Excessive memory usage running Gremlin Server on huge Docker ECS instances

428 views
Skip to first unread message

sergio....@aurea.com

unread,
Jun 8, 2017, 1:06:48 PM6/8/17
to Gremlin-users
Hello guys,

We have two x1.large (1tb memory each, with 64 processors) nodes running on an ECS cluster, that basically hosts more than 300 Gremlin Servers 3.2.4. For each of them, we are reserving an amount of memory of 2.5GB, which is pretty enough for our Neo4j databases. So, these two servers provides 2TB of memory and 128 processors, it would be plenty enough.
The issue that we noticed is that if we run the containers locally on Docker, we have an average of 500mb just after startup, which is fair enough.
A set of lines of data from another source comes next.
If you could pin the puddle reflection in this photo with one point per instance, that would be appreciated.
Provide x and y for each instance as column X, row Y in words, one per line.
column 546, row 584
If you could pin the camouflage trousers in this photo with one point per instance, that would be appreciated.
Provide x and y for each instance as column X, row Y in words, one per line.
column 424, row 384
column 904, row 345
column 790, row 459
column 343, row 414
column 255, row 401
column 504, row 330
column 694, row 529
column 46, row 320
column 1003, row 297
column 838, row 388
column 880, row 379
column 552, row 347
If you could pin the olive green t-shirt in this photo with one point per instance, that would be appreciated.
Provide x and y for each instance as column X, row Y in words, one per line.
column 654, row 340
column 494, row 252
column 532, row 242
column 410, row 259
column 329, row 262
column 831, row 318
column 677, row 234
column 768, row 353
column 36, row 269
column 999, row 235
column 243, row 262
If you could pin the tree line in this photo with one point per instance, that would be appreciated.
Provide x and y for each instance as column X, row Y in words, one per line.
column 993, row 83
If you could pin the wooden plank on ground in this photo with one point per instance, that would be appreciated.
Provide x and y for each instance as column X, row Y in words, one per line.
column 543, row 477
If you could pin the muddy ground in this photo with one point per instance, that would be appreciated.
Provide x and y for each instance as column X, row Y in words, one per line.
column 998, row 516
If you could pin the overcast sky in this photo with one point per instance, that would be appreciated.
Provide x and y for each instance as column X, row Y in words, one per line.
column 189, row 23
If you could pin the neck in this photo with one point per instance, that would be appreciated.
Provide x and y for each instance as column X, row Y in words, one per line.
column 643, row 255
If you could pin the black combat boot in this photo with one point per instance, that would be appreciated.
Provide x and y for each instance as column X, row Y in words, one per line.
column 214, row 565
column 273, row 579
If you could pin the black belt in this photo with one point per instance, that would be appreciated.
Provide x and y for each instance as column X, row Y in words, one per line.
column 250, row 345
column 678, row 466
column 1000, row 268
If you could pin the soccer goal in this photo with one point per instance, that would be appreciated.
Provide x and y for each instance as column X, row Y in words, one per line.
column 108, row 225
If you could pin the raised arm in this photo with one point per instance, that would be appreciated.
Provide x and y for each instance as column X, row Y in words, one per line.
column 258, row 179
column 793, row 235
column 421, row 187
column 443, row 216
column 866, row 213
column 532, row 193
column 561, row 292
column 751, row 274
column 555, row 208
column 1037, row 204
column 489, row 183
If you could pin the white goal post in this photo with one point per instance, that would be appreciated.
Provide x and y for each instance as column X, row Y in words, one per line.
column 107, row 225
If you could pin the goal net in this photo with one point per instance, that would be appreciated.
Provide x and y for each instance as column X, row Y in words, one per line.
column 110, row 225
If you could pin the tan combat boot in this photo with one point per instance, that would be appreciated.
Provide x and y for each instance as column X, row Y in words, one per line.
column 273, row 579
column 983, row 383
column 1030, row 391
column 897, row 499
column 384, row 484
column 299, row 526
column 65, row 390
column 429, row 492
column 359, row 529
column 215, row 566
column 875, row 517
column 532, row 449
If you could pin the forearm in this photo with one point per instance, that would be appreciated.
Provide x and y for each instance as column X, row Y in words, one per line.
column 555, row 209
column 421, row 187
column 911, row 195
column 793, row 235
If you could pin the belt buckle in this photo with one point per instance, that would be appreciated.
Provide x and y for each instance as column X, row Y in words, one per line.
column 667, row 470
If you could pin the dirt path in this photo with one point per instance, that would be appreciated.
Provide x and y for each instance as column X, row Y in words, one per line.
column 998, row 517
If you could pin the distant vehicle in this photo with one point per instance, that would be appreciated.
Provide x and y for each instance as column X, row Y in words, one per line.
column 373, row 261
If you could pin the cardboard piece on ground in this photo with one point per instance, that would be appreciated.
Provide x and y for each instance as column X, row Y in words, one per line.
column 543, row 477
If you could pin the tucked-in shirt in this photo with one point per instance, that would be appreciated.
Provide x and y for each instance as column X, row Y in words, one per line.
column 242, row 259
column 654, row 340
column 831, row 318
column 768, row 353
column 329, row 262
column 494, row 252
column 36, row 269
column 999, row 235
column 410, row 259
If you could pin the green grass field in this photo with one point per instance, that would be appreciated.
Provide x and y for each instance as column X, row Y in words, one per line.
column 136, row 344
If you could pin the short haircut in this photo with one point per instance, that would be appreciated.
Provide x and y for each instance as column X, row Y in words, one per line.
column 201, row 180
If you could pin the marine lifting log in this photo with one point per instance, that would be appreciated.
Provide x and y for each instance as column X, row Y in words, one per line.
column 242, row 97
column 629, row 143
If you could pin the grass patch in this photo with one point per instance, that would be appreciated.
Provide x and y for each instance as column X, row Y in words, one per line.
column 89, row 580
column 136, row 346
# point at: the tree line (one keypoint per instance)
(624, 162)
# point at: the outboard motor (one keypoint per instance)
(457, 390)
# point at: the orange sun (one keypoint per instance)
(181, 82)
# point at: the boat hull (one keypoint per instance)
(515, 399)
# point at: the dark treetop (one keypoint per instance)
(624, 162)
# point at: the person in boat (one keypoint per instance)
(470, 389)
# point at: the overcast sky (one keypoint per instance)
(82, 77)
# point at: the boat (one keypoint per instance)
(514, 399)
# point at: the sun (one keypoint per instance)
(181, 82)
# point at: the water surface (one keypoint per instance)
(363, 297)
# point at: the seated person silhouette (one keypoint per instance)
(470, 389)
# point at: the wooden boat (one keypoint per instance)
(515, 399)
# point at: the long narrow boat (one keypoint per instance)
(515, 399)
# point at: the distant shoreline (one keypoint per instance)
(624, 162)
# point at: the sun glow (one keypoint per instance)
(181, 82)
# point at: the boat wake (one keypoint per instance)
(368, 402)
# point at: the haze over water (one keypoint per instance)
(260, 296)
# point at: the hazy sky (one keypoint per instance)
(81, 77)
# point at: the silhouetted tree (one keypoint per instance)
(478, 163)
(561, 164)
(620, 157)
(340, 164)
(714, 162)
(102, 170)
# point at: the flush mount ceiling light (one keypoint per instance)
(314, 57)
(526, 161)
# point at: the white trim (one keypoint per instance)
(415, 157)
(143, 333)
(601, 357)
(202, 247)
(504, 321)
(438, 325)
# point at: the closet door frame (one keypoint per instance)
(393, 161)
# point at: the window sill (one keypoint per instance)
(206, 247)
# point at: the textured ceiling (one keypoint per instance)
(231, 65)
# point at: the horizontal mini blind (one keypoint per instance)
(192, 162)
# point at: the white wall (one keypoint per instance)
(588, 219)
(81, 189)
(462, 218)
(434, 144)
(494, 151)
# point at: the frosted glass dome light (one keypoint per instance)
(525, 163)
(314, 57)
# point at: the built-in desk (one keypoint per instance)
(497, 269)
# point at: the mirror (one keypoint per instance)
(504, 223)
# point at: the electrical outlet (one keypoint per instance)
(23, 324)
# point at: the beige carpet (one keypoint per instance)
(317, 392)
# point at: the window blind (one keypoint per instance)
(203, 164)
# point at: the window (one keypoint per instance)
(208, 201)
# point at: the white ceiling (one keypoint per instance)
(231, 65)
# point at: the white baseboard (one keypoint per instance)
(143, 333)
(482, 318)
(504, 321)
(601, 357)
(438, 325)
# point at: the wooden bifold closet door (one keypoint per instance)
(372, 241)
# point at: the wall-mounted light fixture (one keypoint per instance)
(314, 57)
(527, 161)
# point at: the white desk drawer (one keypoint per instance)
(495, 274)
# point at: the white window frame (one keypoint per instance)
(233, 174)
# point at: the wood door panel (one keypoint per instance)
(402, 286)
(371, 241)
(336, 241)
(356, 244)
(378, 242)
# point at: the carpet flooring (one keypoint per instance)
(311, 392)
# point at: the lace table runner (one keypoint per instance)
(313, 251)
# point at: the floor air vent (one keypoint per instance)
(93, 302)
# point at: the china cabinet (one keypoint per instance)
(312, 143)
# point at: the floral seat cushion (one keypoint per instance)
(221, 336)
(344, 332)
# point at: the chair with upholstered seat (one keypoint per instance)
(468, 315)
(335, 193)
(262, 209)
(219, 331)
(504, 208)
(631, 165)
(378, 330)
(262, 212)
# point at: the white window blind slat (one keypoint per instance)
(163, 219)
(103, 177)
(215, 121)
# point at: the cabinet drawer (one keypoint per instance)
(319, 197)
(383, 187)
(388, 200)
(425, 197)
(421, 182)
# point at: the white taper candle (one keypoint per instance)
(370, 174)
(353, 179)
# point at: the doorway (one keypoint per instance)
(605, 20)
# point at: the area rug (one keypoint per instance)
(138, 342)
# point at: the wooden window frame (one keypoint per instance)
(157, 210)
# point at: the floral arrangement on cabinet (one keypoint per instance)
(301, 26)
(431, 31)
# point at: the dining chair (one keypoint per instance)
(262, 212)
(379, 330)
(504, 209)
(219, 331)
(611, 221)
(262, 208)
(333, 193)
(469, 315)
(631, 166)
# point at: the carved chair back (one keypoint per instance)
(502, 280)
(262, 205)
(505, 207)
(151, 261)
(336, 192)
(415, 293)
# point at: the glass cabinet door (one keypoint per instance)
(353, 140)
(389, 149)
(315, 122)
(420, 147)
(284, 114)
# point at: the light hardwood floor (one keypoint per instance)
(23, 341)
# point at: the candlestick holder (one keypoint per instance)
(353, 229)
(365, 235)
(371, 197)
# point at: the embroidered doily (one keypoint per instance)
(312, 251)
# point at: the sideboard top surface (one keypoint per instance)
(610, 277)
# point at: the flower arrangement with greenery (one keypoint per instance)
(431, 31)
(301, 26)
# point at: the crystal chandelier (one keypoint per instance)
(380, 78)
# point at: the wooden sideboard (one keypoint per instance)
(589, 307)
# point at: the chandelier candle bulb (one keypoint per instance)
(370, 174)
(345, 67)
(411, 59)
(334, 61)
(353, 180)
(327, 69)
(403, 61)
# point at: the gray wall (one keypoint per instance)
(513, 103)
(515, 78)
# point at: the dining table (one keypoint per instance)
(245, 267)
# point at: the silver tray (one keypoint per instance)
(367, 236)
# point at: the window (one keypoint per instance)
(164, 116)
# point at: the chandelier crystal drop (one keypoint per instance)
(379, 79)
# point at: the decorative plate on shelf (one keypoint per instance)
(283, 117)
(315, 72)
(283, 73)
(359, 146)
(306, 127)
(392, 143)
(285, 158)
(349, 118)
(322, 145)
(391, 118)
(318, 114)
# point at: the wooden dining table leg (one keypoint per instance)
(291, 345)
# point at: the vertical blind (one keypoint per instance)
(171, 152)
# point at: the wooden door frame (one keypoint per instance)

But when we check the same container to ECS (which is Linux) on a huge host, we noticed that the memory usage was much more higher, like 4 ~ 6GB per service, while using a huge host like x1.large.

We are aware that Java have some limitations while running as a container service, as described here: https://developers.redhat.com/blog/2017/03/14/java-inside-docker/

Also, we know that the issue is occurring only in huge nodes, because we also have tested with +40 instances cluster of m4.2xlarge and it worked as expected (low memory usage, low processor usage, went perfectly fine), but we cannot proceed using smaller instances because its a business requirement that we use huge x1.large instances.

Here is the last GC logs for a failing service: https://gist.github.com/sergiofigueras/642d32321487cd8c04ba5582158e6b65

So, overall attempts that we have done are the following, I'm bolding results which seems that are important:
- Set memory limits (Xms / Xmx) to 128m / 2gb. Resulted in services being killed by OOM.
- Deactivated the GC alarms using 

-XX:-UseGCOverheadLimit 

. Result: memory usage was still very high.
- Reduce number of GC parallel threads to 8 using 

-XX:ParallelGCThreads. 

Result: memory usage was reduced to 2GB, but services did not started.
- Changed GC strategy to G1. Result: memory usage was still high.
- Reduced instance size to m4.32large instead x1.large. Result: worked, but was not accepted by the business team.

In this way, it seems to us that some code/library that is internally used by Gremlin Server is probably using the overall limits of x1 container to process something, not respecting that its running inside a container, and probably its due some Java constraint. We are considering this because we saw some other guys that had this kind of issue with other libraries/projects, like: https://github.com/moby/moby/issues/32788

My question here is: is anybody aware of that? Is there anything that we are missing? How do you guys suggest us to debug on that?

Any suggestions for anything in this situation is REALLY appreciated :) :)

Thanks!

Sergio.


Stephen Mallette

unread,
Jun 12, 2017, 7:50:29 AM6/12/17
to Gremlin-users
That's a weird problem. It's really odd that the JVM would behave differently in Docker on a larger instance as compared to a smaller instance.

we have an average of 500mb just after startup, which is fair enough. But when we check the same container to ECS (which is Linux) on a huge host, we noticed that the memory usage was much more higher, like 4 ~ 6GB per service, while using a huge host like x1.large.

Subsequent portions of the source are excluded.